Но в том кругу, о котором мы говорим, все равно идут процессы общемировые, в которых концептуализм действительно — достояние истории. Другое дело, что люди, его создавшие, помимо создания самого этого стиля концептуализма, еще нарабатывали собственные мифы. И каждый, кто состоялся в концептуализме, нашел свою мощную идею, которая может длиться на протяжении всей жизни. Скажем, условно говоря, Ренуар, его голые женщины: в 1912 году он их писал, но он их писал и в 1930-х годах[21]. После его смерти, так особенно не приглядываясь к годам, вообще глубоко нет большой разницы, в каком году он писал это. Хотя, в принципе, в 1912 году постимпрессионизм был актуален и он был неким провозвестником новых жестов художественных, уже в 1935 году он был человеком со своей стилистикой, уже давно в истории искусств, но в качестве творца собственного мифа и работника внутри него он по-прежнему оставался актуальным. Естественно, в наше время быстрой смены стилей и направлений каждый из этих художников, хоть и продолжает разрабатывать основную линию своей идеи, все равно испытывает очень сильное влияние всего нового. Люди моего поколения, начинавшие в привычных медиа живописи, скульптуры, постепенно вовлеченные в этот общий процесс, уже начали работать в инсталляциях, перформансах, хеппенингах, видео, фото. Вот эти новые медиа уже невольно тоже вносили какие-то изменения в их личные художественные проекты.

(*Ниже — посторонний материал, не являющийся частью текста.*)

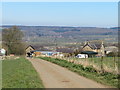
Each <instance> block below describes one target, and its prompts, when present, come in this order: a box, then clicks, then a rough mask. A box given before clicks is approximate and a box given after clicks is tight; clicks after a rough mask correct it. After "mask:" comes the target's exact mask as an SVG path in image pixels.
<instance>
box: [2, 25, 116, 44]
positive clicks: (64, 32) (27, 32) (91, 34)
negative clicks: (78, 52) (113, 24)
mask: <svg viewBox="0 0 120 90" xmlns="http://www.w3.org/2000/svg"><path fill="white" fill-rule="evenodd" d="M9 27H11V26H3V28H9ZM18 27H19V28H20V30H22V31H23V32H24V34H25V38H24V40H25V41H27V42H40V43H55V42H57V43H62V44H63V43H71V42H84V41H86V40H104V41H106V42H117V40H118V28H117V27H112V28H97V27H61V26H18ZM55 40H56V41H55Z"/></svg>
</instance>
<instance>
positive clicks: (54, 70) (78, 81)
mask: <svg viewBox="0 0 120 90" xmlns="http://www.w3.org/2000/svg"><path fill="white" fill-rule="evenodd" d="M29 60H30V62H31V63H32V64H33V66H34V68H35V69H36V71H37V72H38V73H39V75H40V77H41V79H42V81H43V84H44V86H45V88H106V87H105V86H104V85H101V84H98V83H96V82H94V81H92V80H90V79H87V78H85V77H82V76H79V75H77V74H76V73H74V72H71V71H69V70H67V69H66V68H63V67H60V66H58V65H56V64H53V63H50V62H48V61H44V60H41V59H29Z"/></svg>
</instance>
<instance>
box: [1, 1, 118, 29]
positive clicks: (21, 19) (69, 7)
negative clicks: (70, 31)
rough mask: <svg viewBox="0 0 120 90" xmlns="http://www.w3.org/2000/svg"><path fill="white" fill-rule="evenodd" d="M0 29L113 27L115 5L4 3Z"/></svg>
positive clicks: (72, 3) (70, 3)
mask: <svg viewBox="0 0 120 90" xmlns="http://www.w3.org/2000/svg"><path fill="white" fill-rule="evenodd" d="M2 24H3V25H36V26H37V25H39V26H77V27H116V26H117V25H118V3H117V2H3V3H2Z"/></svg>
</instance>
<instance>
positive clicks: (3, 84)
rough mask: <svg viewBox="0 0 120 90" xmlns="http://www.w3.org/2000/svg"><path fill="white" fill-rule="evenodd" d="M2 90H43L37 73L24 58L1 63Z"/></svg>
mask: <svg viewBox="0 0 120 90" xmlns="http://www.w3.org/2000/svg"><path fill="white" fill-rule="evenodd" d="M2 71H3V72H2V88H44V86H43V84H42V81H41V80H40V78H39V76H38V73H37V72H36V71H35V69H34V68H33V66H32V64H31V63H30V62H29V61H28V60H26V59H25V58H19V59H13V60H3V61H2Z"/></svg>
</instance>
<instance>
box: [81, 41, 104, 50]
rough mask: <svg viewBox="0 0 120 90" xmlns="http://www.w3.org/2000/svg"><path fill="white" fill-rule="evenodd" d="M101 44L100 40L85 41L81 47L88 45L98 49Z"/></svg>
mask: <svg viewBox="0 0 120 90" xmlns="http://www.w3.org/2000/svg"><path fill="white" fill-rule="evenodd" d="M101 45H102V42H87V43H86V44H85V45H84V46H83V48H84V47H85V46H89V47H90V48H91V49H100V48H101Z"/></svg>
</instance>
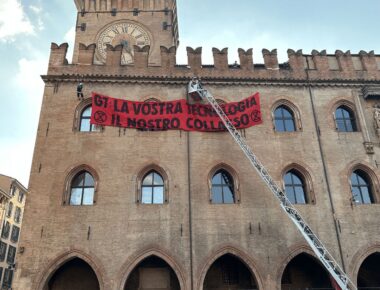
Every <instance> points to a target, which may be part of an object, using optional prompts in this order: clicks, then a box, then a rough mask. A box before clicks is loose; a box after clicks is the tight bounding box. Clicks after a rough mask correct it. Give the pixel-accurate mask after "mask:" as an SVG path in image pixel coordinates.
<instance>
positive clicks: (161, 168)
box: [136, 163, 169, 203]
mask: <svg viewBox="0 0 380 290" xmlns="http://www.w3.org/2000/svg"><path fill="white" fill-rule="evenodd" d="M152 170H153V171H156V172H158V173H159V174H160V175H161V176H162V178H163V180H164V201H165V203H169V175H168V173H167V170H165V169H164V168H162V167H161V166H159V165H157V164H156V163H152V164H149V165H146V166H144V167H143V168H142V169H140V171H139V172H138V174H137V176H136V202H137V203H141V186H142V182H143V178H144V177H145V175H146V174H147V173H149V172H150V171H152Z"/></svg>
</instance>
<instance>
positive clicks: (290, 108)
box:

Ну, и проекты изменялись, конечно. Скажем, жесткая структура концептуального поведения сменялась на более мерцающие стратегии. Для художника или литератора классического типа поведения и взаимоотношения с текстом была такая максима — конечно, очень жесткая — «Художник умирает в тексте». И оптика культуры была очень понятная: все сходилось на тексте. Концептуализм явил новую стратегию поведения, когда культуре надо было вырабатывать новую оптику, то есть параллельное слежение за текстом и за автором. Этика и эстетика поведения концептуальных художников состояла в том, чтобы жестко удерживать себя на дистанции от текста. Это напоминает крылатую ракету, которая летит над землей, описывая все каверзы рельефа, но все равно сохраняя постоянную высоту над землей, независимо от того, над чем она летит: над горой, или над равниной, или над провалом. Это была стратегия поведения концептуального художника, и культура выработала соответственную оптику. Потом пришли более смутные стратегии, мерцательные, постконцептуальные, к которым, собственно говоря, уже и склонились многие авторы концептуализма. Не все, конечно. Комар и Меламид по-прежнему выдерживали жесткую стратегию… Соков, Косолапов, Монастырский. Но некоторые другие теперь более мерцательны в том смысле, что автор уже позволяет себе как бы влипать в текст, но его задача влипнуть в него не так надолго и не с такой силой, чтобы невозможно было от него отскочить. Но и, отскакивая на некоторое расстояние, он тоже не должен держаться там и сидеть там долго, чтобы не быть полностью отделенным от текста. Поэтому его стратегия — постоянное мерцание. И поэтому культуре приходится вырабатывать новую оптику, нацеленную на срединную зону мерцания. Оказывается, не текст, не сам автор, отделенный от текста, есть предмет пристального наблюдения, а вот эта динамика движения. Это как для людей, не привыкших наблюдать за пинг-понгом: им очень трудно смотреть, потому что они видят игроков, но не успевают следить за шариком. «Мерцательная» стратегия напоминает слежение за движением не игроков, а этого шарика, за его быстрым перепрыгиванием с одной стороны на другую. Культура пока привыкает к этой оптике, еще не до конца ее вобрала.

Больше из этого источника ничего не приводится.